NASCAR is different from any other sport. The Daly Planet has said this over-and-over again this season. NASCAR crowds in the stands are not the partying young people from NOPI land. They are not the hard drinking and fighting NFL crowds of many cities. SPEED's earlier attempt to create a show around the infield partying failed. It was just families in RV's having fun with their kids.
This is a critical weekend for SPEED. ESPN has already done their first couple of races, and then turned over practice and qualifying to SPEED. A lot more eyes than usual are on the network, and Friday was an outstanding day of great coverage and good humor. Saturday, not so much. But, we will address that in another column.

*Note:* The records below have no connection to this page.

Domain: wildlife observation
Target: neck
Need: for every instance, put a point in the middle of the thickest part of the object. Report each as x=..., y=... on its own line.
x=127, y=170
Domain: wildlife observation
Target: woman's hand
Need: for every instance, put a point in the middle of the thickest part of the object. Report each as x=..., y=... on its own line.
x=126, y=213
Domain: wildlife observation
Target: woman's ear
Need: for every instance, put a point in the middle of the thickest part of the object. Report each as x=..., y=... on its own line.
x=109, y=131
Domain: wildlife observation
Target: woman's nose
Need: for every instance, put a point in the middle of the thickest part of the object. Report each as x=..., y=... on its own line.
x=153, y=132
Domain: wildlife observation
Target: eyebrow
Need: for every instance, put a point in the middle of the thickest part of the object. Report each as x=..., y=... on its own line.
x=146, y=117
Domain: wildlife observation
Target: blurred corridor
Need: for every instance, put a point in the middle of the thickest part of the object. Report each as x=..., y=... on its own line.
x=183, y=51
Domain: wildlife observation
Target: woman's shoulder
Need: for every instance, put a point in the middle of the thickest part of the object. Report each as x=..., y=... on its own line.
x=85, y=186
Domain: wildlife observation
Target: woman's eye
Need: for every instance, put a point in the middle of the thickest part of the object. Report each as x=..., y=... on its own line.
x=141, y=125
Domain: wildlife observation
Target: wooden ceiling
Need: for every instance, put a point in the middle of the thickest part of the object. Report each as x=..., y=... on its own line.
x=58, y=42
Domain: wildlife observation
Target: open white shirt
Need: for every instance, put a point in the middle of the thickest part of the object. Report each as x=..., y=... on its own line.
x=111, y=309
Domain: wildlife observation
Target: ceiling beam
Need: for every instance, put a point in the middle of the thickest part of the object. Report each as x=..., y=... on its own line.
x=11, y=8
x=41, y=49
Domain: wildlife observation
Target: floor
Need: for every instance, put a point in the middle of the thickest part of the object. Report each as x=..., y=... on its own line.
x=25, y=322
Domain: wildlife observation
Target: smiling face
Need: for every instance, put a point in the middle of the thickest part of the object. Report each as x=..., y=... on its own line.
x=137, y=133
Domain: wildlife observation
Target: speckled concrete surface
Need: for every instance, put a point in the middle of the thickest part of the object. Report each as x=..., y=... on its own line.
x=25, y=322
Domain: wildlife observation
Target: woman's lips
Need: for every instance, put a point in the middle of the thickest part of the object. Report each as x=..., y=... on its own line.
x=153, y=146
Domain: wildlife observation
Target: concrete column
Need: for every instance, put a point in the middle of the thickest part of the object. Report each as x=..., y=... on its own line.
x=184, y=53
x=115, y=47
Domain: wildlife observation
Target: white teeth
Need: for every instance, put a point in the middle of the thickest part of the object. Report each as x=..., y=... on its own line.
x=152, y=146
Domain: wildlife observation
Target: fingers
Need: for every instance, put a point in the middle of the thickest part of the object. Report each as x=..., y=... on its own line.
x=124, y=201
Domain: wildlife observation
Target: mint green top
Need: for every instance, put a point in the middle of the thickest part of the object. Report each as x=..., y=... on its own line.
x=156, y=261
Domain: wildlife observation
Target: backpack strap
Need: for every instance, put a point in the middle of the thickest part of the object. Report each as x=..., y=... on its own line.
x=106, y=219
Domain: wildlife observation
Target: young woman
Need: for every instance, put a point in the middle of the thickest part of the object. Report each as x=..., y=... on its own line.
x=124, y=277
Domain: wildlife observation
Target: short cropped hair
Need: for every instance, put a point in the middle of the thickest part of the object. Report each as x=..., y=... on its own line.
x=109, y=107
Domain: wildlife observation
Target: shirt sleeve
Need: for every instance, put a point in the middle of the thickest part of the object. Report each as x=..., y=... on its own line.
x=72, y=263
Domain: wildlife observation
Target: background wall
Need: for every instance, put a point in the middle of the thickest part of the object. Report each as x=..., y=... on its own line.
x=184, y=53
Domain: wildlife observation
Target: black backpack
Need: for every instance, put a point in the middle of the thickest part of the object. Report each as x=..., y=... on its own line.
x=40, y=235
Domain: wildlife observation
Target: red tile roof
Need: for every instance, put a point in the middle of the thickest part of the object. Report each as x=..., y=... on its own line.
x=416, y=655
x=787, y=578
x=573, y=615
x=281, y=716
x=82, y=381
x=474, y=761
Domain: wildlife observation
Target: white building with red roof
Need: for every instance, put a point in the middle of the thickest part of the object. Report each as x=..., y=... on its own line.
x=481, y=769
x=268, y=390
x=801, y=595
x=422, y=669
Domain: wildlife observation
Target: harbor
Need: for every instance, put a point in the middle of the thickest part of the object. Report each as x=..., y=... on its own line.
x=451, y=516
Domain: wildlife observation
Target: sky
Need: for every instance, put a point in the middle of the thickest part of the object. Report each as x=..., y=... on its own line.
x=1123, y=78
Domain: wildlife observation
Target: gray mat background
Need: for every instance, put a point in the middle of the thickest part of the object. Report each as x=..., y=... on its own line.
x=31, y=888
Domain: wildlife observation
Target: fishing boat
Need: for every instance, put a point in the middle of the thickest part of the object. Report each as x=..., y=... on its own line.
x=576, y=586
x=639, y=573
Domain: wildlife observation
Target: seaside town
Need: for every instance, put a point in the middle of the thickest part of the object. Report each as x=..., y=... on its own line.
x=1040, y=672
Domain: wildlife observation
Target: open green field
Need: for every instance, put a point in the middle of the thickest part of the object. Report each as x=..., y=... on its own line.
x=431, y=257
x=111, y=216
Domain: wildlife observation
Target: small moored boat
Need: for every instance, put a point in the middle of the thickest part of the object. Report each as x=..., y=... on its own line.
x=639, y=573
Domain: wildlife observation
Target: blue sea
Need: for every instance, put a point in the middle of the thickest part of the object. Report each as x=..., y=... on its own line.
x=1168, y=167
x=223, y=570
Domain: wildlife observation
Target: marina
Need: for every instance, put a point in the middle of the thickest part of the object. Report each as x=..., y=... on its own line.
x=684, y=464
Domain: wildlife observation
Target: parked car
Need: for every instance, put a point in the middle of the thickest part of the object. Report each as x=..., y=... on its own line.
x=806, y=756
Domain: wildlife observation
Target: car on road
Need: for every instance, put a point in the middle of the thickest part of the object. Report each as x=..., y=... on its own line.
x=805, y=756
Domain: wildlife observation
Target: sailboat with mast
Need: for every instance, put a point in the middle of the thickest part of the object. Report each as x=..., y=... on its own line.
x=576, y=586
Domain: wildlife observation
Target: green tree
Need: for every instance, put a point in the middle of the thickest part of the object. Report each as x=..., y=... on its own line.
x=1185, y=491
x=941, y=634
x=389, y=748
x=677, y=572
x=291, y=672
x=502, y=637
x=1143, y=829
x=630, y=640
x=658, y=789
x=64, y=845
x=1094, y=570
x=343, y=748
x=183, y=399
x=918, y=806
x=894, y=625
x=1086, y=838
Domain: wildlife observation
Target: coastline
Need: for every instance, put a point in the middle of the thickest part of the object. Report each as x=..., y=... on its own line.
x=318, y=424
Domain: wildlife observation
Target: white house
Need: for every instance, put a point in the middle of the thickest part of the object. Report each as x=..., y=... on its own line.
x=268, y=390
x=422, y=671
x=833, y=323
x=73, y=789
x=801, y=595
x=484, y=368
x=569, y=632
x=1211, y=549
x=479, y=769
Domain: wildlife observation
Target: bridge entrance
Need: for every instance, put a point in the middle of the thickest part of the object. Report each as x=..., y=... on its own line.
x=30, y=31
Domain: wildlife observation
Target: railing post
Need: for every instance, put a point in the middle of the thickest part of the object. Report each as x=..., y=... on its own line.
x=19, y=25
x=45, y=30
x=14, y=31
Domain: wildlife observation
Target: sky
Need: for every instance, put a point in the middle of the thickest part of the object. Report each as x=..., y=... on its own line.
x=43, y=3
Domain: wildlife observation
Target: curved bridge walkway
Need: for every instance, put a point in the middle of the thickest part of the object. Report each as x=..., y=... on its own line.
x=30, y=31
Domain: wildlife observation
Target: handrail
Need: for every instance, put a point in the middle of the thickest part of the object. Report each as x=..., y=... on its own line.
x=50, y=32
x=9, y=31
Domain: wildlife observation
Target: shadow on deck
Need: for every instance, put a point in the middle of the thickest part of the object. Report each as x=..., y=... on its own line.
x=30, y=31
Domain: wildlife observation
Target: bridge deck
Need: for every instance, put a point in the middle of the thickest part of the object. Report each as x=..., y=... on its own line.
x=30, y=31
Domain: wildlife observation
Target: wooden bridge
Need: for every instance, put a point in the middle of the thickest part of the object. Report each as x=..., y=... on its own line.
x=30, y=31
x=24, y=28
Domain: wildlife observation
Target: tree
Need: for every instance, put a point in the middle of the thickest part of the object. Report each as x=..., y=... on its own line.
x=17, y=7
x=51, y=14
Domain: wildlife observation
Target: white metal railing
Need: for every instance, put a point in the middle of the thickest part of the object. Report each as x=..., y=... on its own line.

This one slip on Saturday might not be huge, but I can't really judge it well because I am male. If you are a female NASCAR fan enjoying SPEED's in-depth coverage and listening to the trusted John Roberts, I can only imagine your feelings when the network basically throws you under the bus.
The California Girls are a misplaced effort by a desperate executive to save a struggling track. The amount of effort and money that has been spent on this project could have been used to encourage Hispanic fans, who are the missing element in this geographic area. Making them aware of the sport, and Montoya's rising star, would have been the most positive thing that could have been done between races.
Their simple presence at the track would solve the very problem Ms. Zucker faces. No matter how small the bikinis or how enticing the sexual innuendo, The California Girls are going to be facing middle-aged American families like the ones pictured behind Ms. Zucker above.
SPEED has some decisions to make, and they have been negligent in making them. Is their vision of women on the network the mature and professional Krista Voda and Wendy Venturini? Or is it the manufactured fame of bikini clad twentysomething models who are put on national TV as a marketing tool?
Female NASCAR fans are probably going to help the network decide with both their remote controls and their pocketbooks. Did I mention SPEED has some decisions to make?